Among the virtual performances at this year's Dancing on the Edge is the Canadian premiere of Solvent, a new work from creators Action at a Distance/Vanessa Goodman and Loscil/Scott Morgan exploring ideas of dissolving both physically and sonically.
Among the virtual performances at this year's Dancing on the Edge is the Canadian premiere of Solvent, a new work from creators Action at a Distance/Vanessa Goodman and Loscil/Scott Morgan exploring ideas of dissolving both physically and sonically.

Having run uninterrupted for 31 years, Canada’s longest-running contemporary dance festival isn’t going to let the pandemic stop them. Instead, this year’s Dancing on the Edge Festival of Contemporary Dance is reimaging itself in the age of COVID-19.

Originally to include over thirty live performances featuring international artists from India, the United States, and from across Canada, the 32nd annual contemporary dance festival will instead feature a hybrid of online programming and a handful of live performances presented within the current limitations on public gatherings.

“We know our audiences and artists look forward to the festival every year so we will be offering instead some specially curated digital programming with live-streamed performances, premieres of dance films, dance discussions, four outdoor live performances in the Firehall’s Courtyard and one dynamic theatre performance at the Firehall Arts Centre Theatre,” says festival producer Donna Spencer.

Among the live performances will be Trionfi Amore (The triumph of love) from Ne. Sans Opera and Dance artistic director and choreographer Idan Cohen. To be performed in the Firehall Arts Centre courtyard, it is part of Cohen’s ongoing research on the theme of Orpheus. Also on the courtyard stage is the premiere of Olivia C. Davies’s Wishing Well with live performances on July 8 & 10. The July 10 performance will also stream on YouTube.

Shay Kuebler’s Radical System Art will take to the Firehall theatre stage on July 10 with the British Columbia premiere of M.O.I. – Momentum of Isolation, a series of seven dance solos developed by company artists online and in isolation. The performance will also stream via YouTube on July 11.

Six programmes, including several Canadian and world premieres, will also be presented exclusively online via YouTube.

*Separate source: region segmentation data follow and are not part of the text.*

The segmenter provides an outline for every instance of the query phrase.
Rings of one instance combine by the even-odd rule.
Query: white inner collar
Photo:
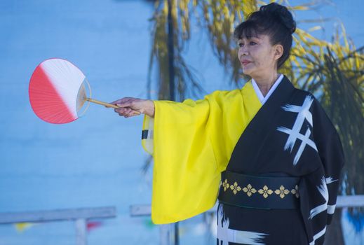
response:
[[[254,88],[254,90],[255,90],[255,93],[257,94],[257,96],[258,97],[258,99],[262,105],[264,104],[264,103],[268,100],[268,99],[273,93],[273,92],[274,92],[274,90],[278,87],[282,79],[283,79],[283,74],[281,74],[281,76],[279,76],[278,79],[276,80],[276,82],[274,82],[273,86],[271,86],[271,89],[269,90],[269,91],[268,91],[268,93],[264,97],[263,96],[263,94],[262,94],[262,91],[260,91],[260,89],[259,88],[257,82],[255,82],[255,80],[254,80],[254,79],[252,78],[252,87]]]

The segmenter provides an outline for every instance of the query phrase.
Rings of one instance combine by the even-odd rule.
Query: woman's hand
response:
[[[120,107],[114,109],[120,116],[129,118],[137,115],[140,113],[146,114],[151,118],[154,117],[154,103],[150,99],[125,97],[116,100],[110,104]]]

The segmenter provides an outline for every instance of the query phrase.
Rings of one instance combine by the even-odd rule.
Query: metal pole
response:
[[[169,92],[170,99],[175,100],[175,52],[174,52],[174,41],[173,41],[173,20],[172,18],[172,7],[173,5],[173,1],[168,0],[168,71],[169,71]],[[175,244],[179,245],[180,239],[178,236],[178,223],[175,224]]]
[[[173,20],[172,19],[173,0],[168,0],[168,71],[169,71],[169,92],[170,99],[175,100],[175,64],[174,64],[174,43],[173,43]]]
[[[76,220],[76,245],[87,244],[87,223],[84,218]]]

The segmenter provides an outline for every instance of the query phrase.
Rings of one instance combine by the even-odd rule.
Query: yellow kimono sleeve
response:
[[[142,142],[154,160],[151,219],[162,224],[214,206],[221,172],[262,105],[250,83],[196,102],[154,105],[154,118],[144,116]]]

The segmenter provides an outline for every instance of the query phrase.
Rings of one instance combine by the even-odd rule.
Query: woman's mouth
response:
[[[248,60],[243,60],[241,63],[243,66],[246,66],[248,64],[251,63],[252,62],[248,61]]]

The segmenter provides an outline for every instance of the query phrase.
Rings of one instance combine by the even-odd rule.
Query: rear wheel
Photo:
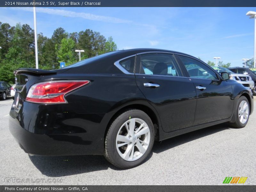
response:
[[[2,100],[5,100],[6,99],[6,93],[5,92],[4,92],[2,93],[2,96],[1,97]]]
[[[239,98],[237,102],[235,116],[235,122],[230,123],[232,127],[242,128],[248,122],[250,113],[250,106],[247,98],[244,96]]]
[[[155,132],[151,119],[144,112],[127,111],[114,121],[106,135],[104,156],[122,169],[142,163],[151,151]]]

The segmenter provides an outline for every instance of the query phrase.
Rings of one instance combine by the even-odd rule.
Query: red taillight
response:
[[[90,81],[55,81],[44,82],[32,86],[26,101],[32,103],[66,103],[65,94],[88,84]]]

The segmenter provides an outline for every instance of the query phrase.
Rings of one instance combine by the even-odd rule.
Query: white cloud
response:
[[[151,46],[155,46],[159,44],[159,42],[157,41],[149,41],[149,42]]]
[[[244,36],[247,36],[248,35],[253,35],[253,33],[244,33],[244,34],[238,34],[238,35],[232,35],[230,36],[228,36],[223,37],[223,39],[228,39],[229,38],[233,38],[234,37],[242,37]]]
[[[13,7],[11,8],[15,10],[20,10],[25,11],[33,12],[32,7]],[[52,15],[57,15],[70,17],[80,17],[89,20],[100,21],[111,23],[130,23],[131,21],[121,19],[116,17],[102,16],[91,13],[77,12],[61,9],[55,9],[49,8],[36,8],[36,12]]]

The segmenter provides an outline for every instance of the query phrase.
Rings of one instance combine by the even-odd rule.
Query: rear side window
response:
[[[129,73],[133,73],[135,57],[131,57],[119,62],[119,64]]]
[[[218,79],[216,74],[203,63],[190,57],[180,56],[191,77]]]
[[[140,74],[180,76],[173,56],[171,54],[149,53],[140,56]]]

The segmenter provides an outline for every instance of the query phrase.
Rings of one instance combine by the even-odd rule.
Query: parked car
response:
[[[14,73],[10,130],[25,152],[103,155],[123,169],[143,162],[154,140],[226,122],[244,127],[253,109],[251,91],[228,73],[165,50],[118,51]]]
[[[228,69],[221,67],[212,67],[220,73],[222,72],[227,72],[230,73],[231,75],[229,78],[230,79],[232,79],[239,83],[241,83],[245,87],[249,87],[252,92],[254,91],[254,82],[252,79],[252,77],[248,75],[235,73]]]
[[[14,97],[15,95],[15,92],[14,91],[14,88],[16,85],[13,85],[11,87],[11,96]]]
[[[252,90],[252,93],[254,95],[256,95],[256,74],[255,73],[255,70],[254,70],[254,68],[244,68],[236,67],[231,67],[228,68],[235,73],[239,73],[249,75],[254,83],[254,89]]]
[[[5,100],[8,97],[11,96],[11,88],[12,86],[8,83],[0,81],[0,99]]]

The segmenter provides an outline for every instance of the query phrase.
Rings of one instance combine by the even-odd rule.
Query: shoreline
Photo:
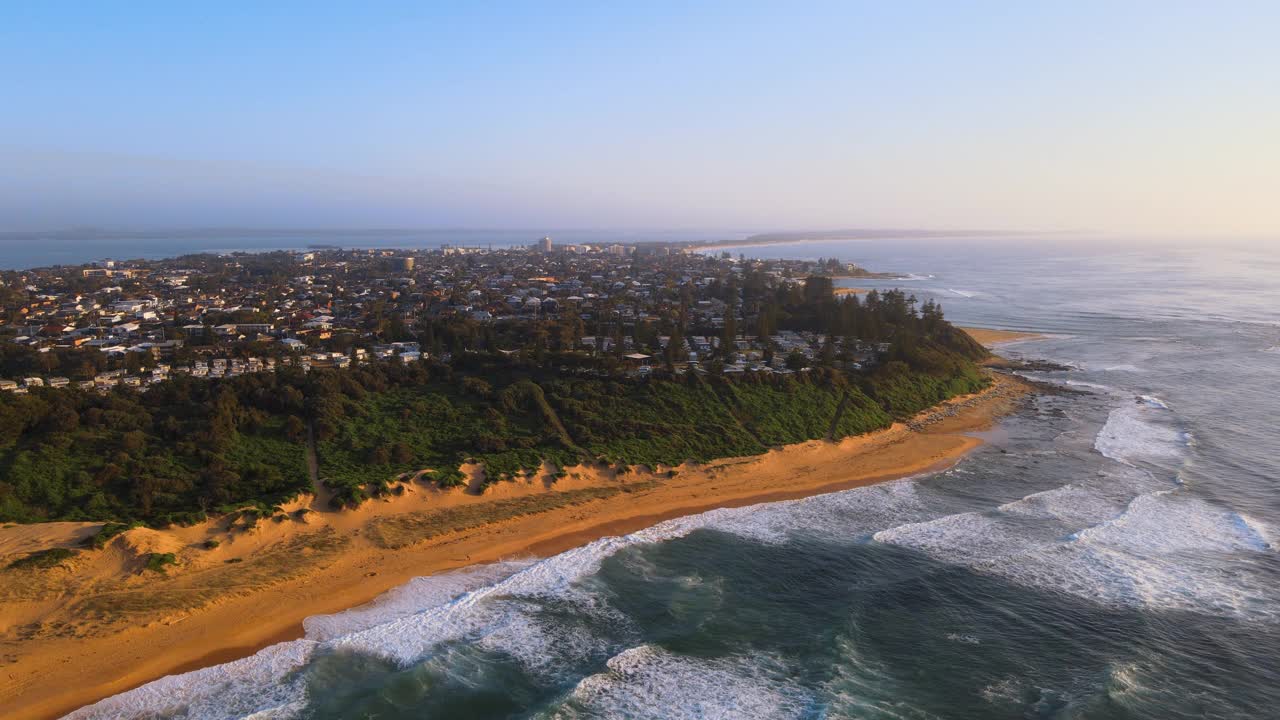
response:
[[[577,473],[558,482],[554,489],[539,482],[512,482],[481,497],[417,489],[404,497],[370,502],[353,511],[320,514],[323,516],[314,524],[301,528],[269,523],[260,532],[255,530],[256,534],[236,537],[218,550],[202,552],[192,551],[189,546],[207,528],[175,529],[172,533],[133,530],[128,536],[138,537],[125,537],[116,543],[134,543],[142,551],[164,550],[168,547],[164,543],[180,546],[187,548],[183,559],[188,565],[172,578],[160,579],[150,573],[143,577],[137,570],[116,585],[110,584],[114,580],[100,577],[84,585],[83,592],[77,592],[77,588],[61,592],[45,607],[52,616],[77,615],[77,611],[83,611],[81,601],[95,600],[95,592],[114,593],[113,605],[128,605],[127,600],[150,610],[141,615],[113,615],[118,609],[99,609],[99,614],[106,614],[106,620],[79,626],[68,620],[70,637],[38,637],[17,643],[5,641],[0,646],[0,657],[9,657],[0,665],[0,673],[8,682],[0,689],[0,706],[9,708],[9,717],[56,717],[165,675],[247,657],[278,642],[301,638],[306,618],[365,605],[415,577],[503,559],[545,557],[602,537],[627,534],[667,519],[718,507],[796,500],[934,473],[983,445],[970,433],[989,428],[1011,413],[1021,397],[1034,392],[1030,384],[1018,378],[993,377],[996,382],[992,387],[980,393],[952,398],[922,413],[911,423],[919,429],[897,423],[884,430],[838,442],[809,441],[759,456],[682,466],[678,477],[669,479],[664,479],[666,473],[660,471],[618,478],[576,469]],[[922,419],[928,421],[918,423]],[[613,495],[499,518],[403,546],[379,547],[372,542],[376,530],[384,527],[380,523],[387,519],[412,520],[458,507],[492,510],[502,502],[525,502],[557,492],[564,493],[561,497],[575,492]],[[58,530],[67,533],[69,528]],[[230,591],[218,585],[220,594],[215,593],[198,606],[174,609],[161,602],[157,609],[151,609],[146,605],[183,591],[193,594],[214,592],[212,583],[225,584],[228,579],[237,578],[241,568],[244,575],[252,578],[253,559],[243,565],[239,561],[224,565],[232,556],[261,552],[264,561],[275,570],[273,548],[292,548],[288,543],[317,536],[344,538],[346,544],[328,557],[324,550],[315,550],[311,555],[314,560],[285,579],[271,579],[261,587],[233,587]],[[95,559],[104,562],[111,557],[118,560],[118,556],[124,556],[123,550],[109,546]],[[292,550],[291,557],[310,550],[311,546]],[[86,571],[93,571],[93,568]],[[114,571],[120,570],[115,568]],[[285,568],[279,571],[288,574],[292,570]],[[17,605],[28,606],[27,612],[35,610],[29,602]],[[90,607],[93,607],[92,603]],[[9,614],[8,603],[0,610]],[[12,618],[0,619],[9,628],[14,625]]]

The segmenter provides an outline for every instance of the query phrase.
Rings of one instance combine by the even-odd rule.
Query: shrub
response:
[[[93,536],[91,536],[88,539],[84,541],[84,544],[92,547],[93,550],[102,550],[104,547],[106,547],[106,543],[111,542],[111,538],[114,538],[115,536],[132,530],[133,528],[141,528],[142,525],[143,523],[141,521],[129,524],[104,523],[102,527],[99,528],[97,533],[95,533]]]

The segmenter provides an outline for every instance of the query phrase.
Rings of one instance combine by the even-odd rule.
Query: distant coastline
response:
[[[325,511],[319,498],[300,498],[302,506],[310,502],[320,507],[307,523],[264,524],[212,550],[201,544],[207,532],[204,527],[134,529],[118,539],[118,552],[102,556],[108,565],[123,562],[120,568],[81,570],[100,574],[104,580],[120,571],[133,574],[120,597],[134,611],[105,612],[83,623],[77,634],[84,634],[79,637],[49,637],[28,644],[20,661],[6,669],[12,682],[0,691],[0,705],[15,719],[55,717],[164,675],[227,662],[303,637],[305,618],[372,601],[413,577],[511,557],[545,557],[717,507],[801,498],[941,470],[982,445],[970,432],[988,428],[1034,392],[1016,377],[993,378],[995,384],[979,393],[955,397],[886,430],[690,465],[673,479],[664,473],[622,477],[576,468],[575,477],[561,480],[554,489],[532,480],[503,483],[484,496],[424,489],[340,512]],[[545,510],[504,511],[504,503],[524,506],[557,496],[564,501],[550,501]],[[435,537],[424,536],[426,539],[415,538],[413,533],[421,532],[416,528],[440,512],[483,512],[492,518]],[[49,523],[10,528],[0,534],[0,551],[74,546],[93,527]],[[335,538],[342,542],[334,544]],[[298,560],[297,547],[305,548],[305,560]],[[280,548],[293,553],[288,571],[283,577],[264,575],[260,585],[251,587],[259,577],[257,565],[251,562],[255,556],[261,555],[268,564],[283,561],[283,556],[275,559]],[[131,557],[155,551],[184,552],[191,562],[198,562],[198,568],[178,577],[178,584],[193,597],[212,593],[207,601],[169,607],[165,597],[152,597],[147,575],[137,574],[141,570],[133,569],[136,561]],[[239,562],[236,559],[246,560],[227,565]],[[239,578],[242,585],[232,591],[214,587],[230,578]],[[317,587],[325,591],[317,593]],[[29,592],[38,594],[40,589]],[[72,594],[52,602],[92,606],[93,598]],[[33,606],[12,607],[29,612]]]

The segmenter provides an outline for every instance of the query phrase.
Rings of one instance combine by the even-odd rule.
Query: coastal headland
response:
[[[983,336],[982,342],[1016,340]],[[991,374],[991,386],[909,421],[837,442],[809,441],[750,457],[677,468],[603,465],[490,483],[481,495],[420,486],[330,510],[303,496],[305,520],[230,532],[131,529],[101,552],[10,570],[0,589],[0,707],[6,717],[55,717],[152,679],[248,656],[303,637],[302,620],[369,602],[413,577],[521,556],[549,556],[600,537],[717,507],[823,495],[934,471],[982,445],[973,432],[1034,387]],[[463,468],[475,474],[479,468]],[[0,560],[77,547],[97,523],[0,529]],[[173,553],[170,566],[148,559]]]

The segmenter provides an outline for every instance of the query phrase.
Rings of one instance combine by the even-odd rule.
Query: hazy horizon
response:
[[[1266,4],[3,17],[0,231],[1280,237]]]

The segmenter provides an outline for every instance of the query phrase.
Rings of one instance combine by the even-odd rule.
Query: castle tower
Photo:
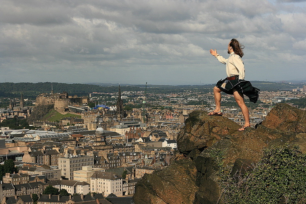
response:
[[[14,98],[13,102],[14,102],[14,106],[13,106],[13,107],[16,107],[16,98]]]
[[[20,103],[19,104],[19,106],[20,106],[20,109],[23,109],[23,94],[21,93],[21,96],[20,97]]]
[[[51,94],[53,94],[53,85],[51,84]]]
[[[94,138],[95,143],[97,143],[97,145],[107,144],[106,143],[106,136],[104,132],[104,129],[102,128],[98,128],[96,130]]]
[[[118,99],[117,100],[117,115],[120,118],[120,120],[126,117],[126,113],[124,111],[123,107],[123,101],[121,98],[121,91],[120,90],[120,84],[119,84],[119,92]]]
[[[11,110],[13,110],[13,108],[14,108],[14,105],[12,103],[12,98],[9,98],[9,108]]]

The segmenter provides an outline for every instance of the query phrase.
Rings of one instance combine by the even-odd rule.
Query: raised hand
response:
[[[217,50],[216,50],[215,49],[215,50],[214,50],[212,49],[211,49],[209,50],[209,51],[210,52],[211,54],[215,57],[217,56],[217,55],[218,54],[217,53]]]

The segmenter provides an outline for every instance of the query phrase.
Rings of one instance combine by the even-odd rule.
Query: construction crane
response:
[[[144,100],[142,102],[142,113],[141,116],[142,117],[142,121],[144,123],[146,123],[148,122],[148,116],[146,111],[146,99],[147,99],[147,87],[148,83],[146,82],[146,88],[144,90]]]

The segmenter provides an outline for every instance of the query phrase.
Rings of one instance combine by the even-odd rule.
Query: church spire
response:
[[[13,105],[12,102],[12,98],[9,98],[9,108],[11,110],[13,109],[13,108],[14,107],[14,105]]]
[[[120,117],[120,120],[126,117],[126,114],[124,111],[123,107],[123,101],[121,98],[121,91],[120,89],[120,84],[119,84],[119,91],[118,99],[117,100],[117,115]]]
[[[23,109],[23,93],[22,92],[21,96],[20,96],[20,103],[19,103],[19,106],[20,106],[20,109]]]

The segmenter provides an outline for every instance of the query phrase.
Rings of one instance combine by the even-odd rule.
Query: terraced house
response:
[[[29,152],[24,151],[22,161],[29,163],[37,163],[48,166],[56,166],[58,164],[59,153],[56,150],[46,150],[43,147],[40,150]]]

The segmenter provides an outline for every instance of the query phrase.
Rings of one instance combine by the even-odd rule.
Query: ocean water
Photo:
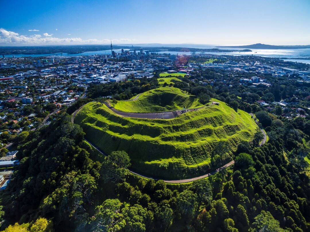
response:
[[[131,45],[124,45],[128,46]],[[201,49],[211,49],[216,48],[216,46],[213,45],[194,45],[194,44],[152,44],[152,45],[139,45],[141,47],[153,47],[154,48],[158,47],[190,47],[194,48]],[[259,56],[267,57],[274,57],[276,58],[287,58],[287,59],[285,59],[285,61],[293,61],[294,62],[299,62],[304,63],[307,64],[310,64],[310,60],[299,59],[296,58],[300,58],[303,57],[310,57],[310,48],[303,49],[251,49],[251,52],[241,52],[240,51],[242,49],[229,48],[223,48],[222,49],[235,50],[235,51],[229,52],[206,52],[205,54],[213,54],[215,55],[229,55],[236,56],[245,55],[253,55],[255,56]],[[121,49],[114,49],[116,52],[120,52]],[[124,49],[126,50],[128,49]],[[137,52],[138,51],[137,51]],[[170,53],[172,54],[184,54],[186,55],[190,55],[191,54],[190,52],[179,52],[169,51],[159,52],[159,53]],[[196,54],[199,54],[201,53],[196,52]],[[94,51],[86,52],[76,54],[68,54],[66,53],[63,53],[63,55],[65,56],[77,56],[80,55],[90,56],[96,54],[111,54],[110,50],[102,50],[100,51]],[[30,56],[32,57],[39,57],[40,56],[46,56],[55,55],[54,54],[39,54],[28,55],[26,54],[18,54],[15,55],[16,57],[24,57]],[[12,55],[6,55],[6,57],[12,57]]]

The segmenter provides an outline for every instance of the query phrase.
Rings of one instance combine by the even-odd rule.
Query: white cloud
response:
[[[41,35],[35,34],[28,36],[20,35],[14,32],[10,31],[0,28],[0,44],[108,44],[110,39],[89,39],[84,40],[80,38],[60,38],[53,37],[53,34],[46,33]],[[134,41],[135,40],[129,39],[115,39],[112,40],[114,43]]]
[[[50,35],[48,33],[44,33],[43,34],[43,35],[44,36],[46,36],[46,37],[51,37],[53,35],[53,34],[51,34]]]

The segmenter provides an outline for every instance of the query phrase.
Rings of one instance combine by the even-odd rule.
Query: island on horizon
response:
[[[268,44],[258,43],[241,46],[216,46],[216,47],[250,48],[253,49],[298,49],[302,48],[310,48],[310,45],[270,45]]]

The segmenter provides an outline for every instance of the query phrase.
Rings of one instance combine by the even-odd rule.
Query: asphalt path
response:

In addition to the public performances both online and in-person, Dancing on the Edge has invited dance artists to submit proposals for five COVID Commissions. The chosen submissions will receive between $5,000-$10,000 and will premiere at next year’s festival.

“We are thrilled to be offering this incentive in the hopes that these commissions will enable artists to keep creating new work during this difficult time for all,” says Spencer. “Now more than ever, we need our artists, and we need to keep moving, so the Edge is working to support and encourage both.”

The 2020 Dancing on the Edge Festival of Contemporary Dance takes place online and at the Firehall Arts Centre (280 E Cordova St, Vancouver) July 2-11. Visit dancingontheedge.org for tickets and information.